Tuesday, February 9, 2010



We’re learning about kingdom focused prayer in the early church. In Acts 4, we’ve seen how the early church prayed so dynamically. Thus far we’ve uncovered:

1. They went to their own friends (v.23)
2. They told God who He was (v.24) “Sovereign Lord…”
3. They told God what He had done (v.24) “made the heaven and the earth…”

Let’s continue to understand how to offer “front-line prayers” from the early church’s example in Acts 4.

D. They told God what He had said (vv.25-26)

Effective prayer anchors on God’s word. His word is a lamp to our feet and light to our path. It is the bread of life and our pattern in prayer. Their prayer demonstrated they knew all power is in God’s hands. When these believers remembered Jesus’ death, they told God that He was able “to do whatever your hand and your purpose predestined to occur.” (v.28)

E. Their Request (vv.29-30)

In the midst of a threatening situation, notice these believers did not ask for survival or escape. They prayed to go forward in mission by being empowered to boldly speak God’s word. They asked for God’s help to go forward in mission by power to demonstrate God’s presence by healing, signs and wonders. Front-line prayer keeps one’s eyes always on the mission of God.

F. God’s Response (vv.31-33)

God’s presence is evident because after they prayed, the place was shaken. This demonstrated His power and presence.

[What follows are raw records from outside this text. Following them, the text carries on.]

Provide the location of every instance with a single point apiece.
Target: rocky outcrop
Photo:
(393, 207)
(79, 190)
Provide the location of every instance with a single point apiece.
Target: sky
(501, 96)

They were filled with the Holy Spirit. These gathered believers received power to see the gospel advance and boldness to carry out the mission of God in their city. Paul declares to all who follow Christ, “God has not given us a spirit of fear, but the Spirit of love, power and a sound mind.” (2 Tim. 1:7)

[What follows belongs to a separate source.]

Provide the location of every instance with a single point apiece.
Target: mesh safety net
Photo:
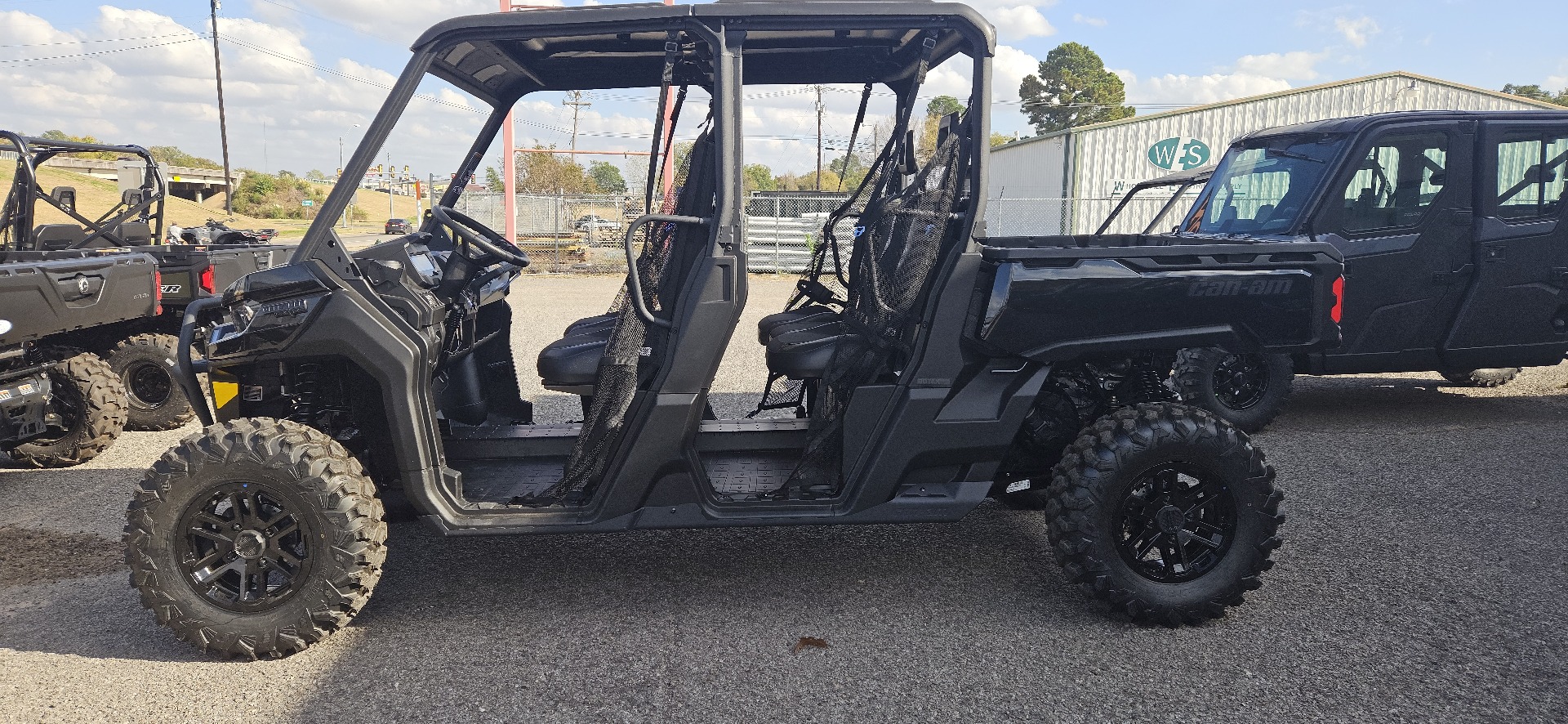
(902, 236)
(634, 351)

As Christ’s church, we are called to be strong in prayer as we long to see His kingdom increase. To conclude this series on prayer, may Charles Spurgeon’s words stir your own prayer life with Christ…

“All hell is vanquished when the believer bows his knee in importunate supplication. Beloved brethren, let us pray. We cannot all argue, but we can all pray; we cannot all be leaders, but we can all be pleaders; we cannot all be mighty in rhetoric, but we can all be prevalent in prayer. I would sooner see you eloquent with God than with men. Prayer links us with the Eternal, the Omnipotent, the Infinite, and hence it is our chief resort…. Be sure that you are with God, and then you may be sure that God is with you.”

Thursday, February 4, 2010



Prayer is vital to building healthy churches. In Acts 4:23-33 we discover a meeting with “front-line” prayers that are after God’s kingdom purposes. Let’s see how they prayed.

A. They went to their own friends (v.23)

God calls us together into a church community. The Church is not a meeting you attend, but rather a family. Relationships are the key to life. “Two are better than one… for if one falls, his partner may help him” (Ecclesiastes 4:9-10).

Relationships are also the key to multiplied strength. “One can put a thousand to flight and two can put ten thousand to flight” (Deuteronomy 32:30). They lifted their voices in passionate, intense prayer. Power is multiplied when we gather to pray.

B. They told God who He was (v.24)

Notice what they begin with: “Sovereign Lord.” They were driven to prayer by opposition but they tell God, “You are the Sovereign Ruler.” God is over all earthly powers. For example, Caesar’s decree that the world be taxed brought Mary to Bethlehem. God is Sovereign, not Caesar.

These believers prayed God’s Sovereignty. Their enemies thought they were doing their own will; but they were really fulfilling God’s will. What set this prayer meeting apart is that the Church knew He was God.

C. They told God what He had done (v.24)

“You made the heaven and the earth…”

It is good in prayer to remind ourselves of how big God is and all He has done. God has done some very big things. He bent the will of an obstinate Pharaoh. He divided the Red Sea. He shut the mouths of lions. He established your church. In prayer, we recall all He has done. This stirs worship in us and gives us confidence and clarity as we pray.